Want to improve this question? Update the question so it's on-topic for Stack Overflow.

Closed 6 years ago.

I have a file containing some lines of code followed by a string pattern. I need to write everything before the line containing the string pattern in file one and everything after the string pattern in file two:

e.g. (file-content)

  • codeline 1
  • codeline 2
  • string pattern
  • codeline 3

The output should be file one with codeline 1, codeline 2 and file two with codeline 3.

I am familiar with writing files, but unfortunately I do not know how to determine the content before and after the string pattern.

回答1:

If the input file fits into memory, the easiest solution is to use str.partition():

with open("inputfile") as f:
    contents1, sentinel, contents2 = f.read().partition("Sentinel text\n")
with open("outputfile1", "w") as f:
    f.write(contents1)
with open("outputfile2", "w") as f:
    f.write(contents2)

This assumes that you know the exact text of the line separating the two parts.



回答2:

This approach is similar to Lev's but uses itertools because it's fun.

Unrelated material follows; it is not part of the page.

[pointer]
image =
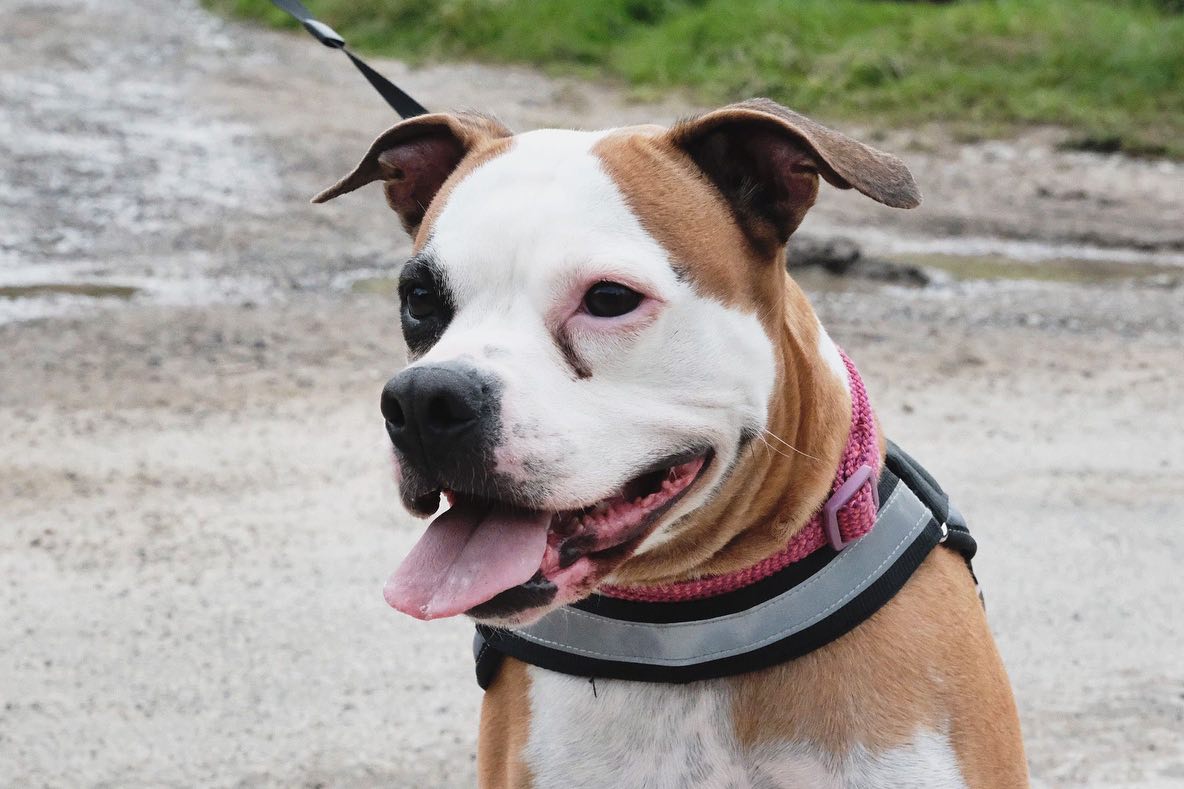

 dont_break = lambda l: l.strip() != 'string_pattern'

 with open('input') as source:
     with open('out_1', 'w') as out1:
         out1.writelines(itertools.takewhile(dont_break, source))
     with open('out_2', 'w') as out2:
         out2.writelines(source)

You could replace the dont_break function with a regular expression or anything else if necessary.



回答3:

with open('data.txt') as inf, open('out1.txt','w') as of1, open('out2.txt','w') as of2:
    outf = of1
    for line in inf:
        if 'string pattern' in line:
            outf = of2
            continue  # prevent output of the line with "string pattern" 
        outf.write(line)

will work with large files since it works line by line. Assumes string pattern occurs only once in the input file. I like the str.partition() approach best if the whole file can fit into memory (which may not be a problem)

Using with ensures the files are automatically closed when you are done, or an exception is encountered.



回答4:

A more efficient answer which will handle large files and consume a limited amount of memory..

inp = open('inputfile')
out = open('outfile1', 'w')
for line in inp:
  if line == "Sentinel text\n":
    out.close()
    out = open('outfile2', 'w')
  else:
    out.write(line)
out.close()
inp.close()


回答5:

A naive example (that doesn't load the file into memory like Sven's):

with open('file', 'r') as r:
    with open('file1', 'w') as f:
        for line in r:
            if line == 'string pattern\n':
                break
            f.write(line)
    with open('file2', 'w') as f:
        for line in r:
            f.write(line)

This assumes that 'string pattern' occurs once in the input file.

If the pattern isn't a fixed string, you can use the re module.



回答6:

No more than three lines:

with open('infile') as fp, open('of1','w') as of1, open('of2','w') as of2:
    of1.writelines(iter(fp.readline, sentinel))
    of2.writelines(fp)


回答7:

You need something like:

def test_pattern(x):
    if x.startswith('abc'): # replace this with some exact test
        return True
    return False

found = False
out = open('outfile1', 'w')
for line in open('inputfile'):
    if not found and test_pattern(line):
        found = True
        out.close()
        out = open('outfile2', 'w')
    out.write(line)
out.close()

replace the line with startswith with a test that works on your pattern (using pattern matching from re if necessary, but anything that finds the devider line will do).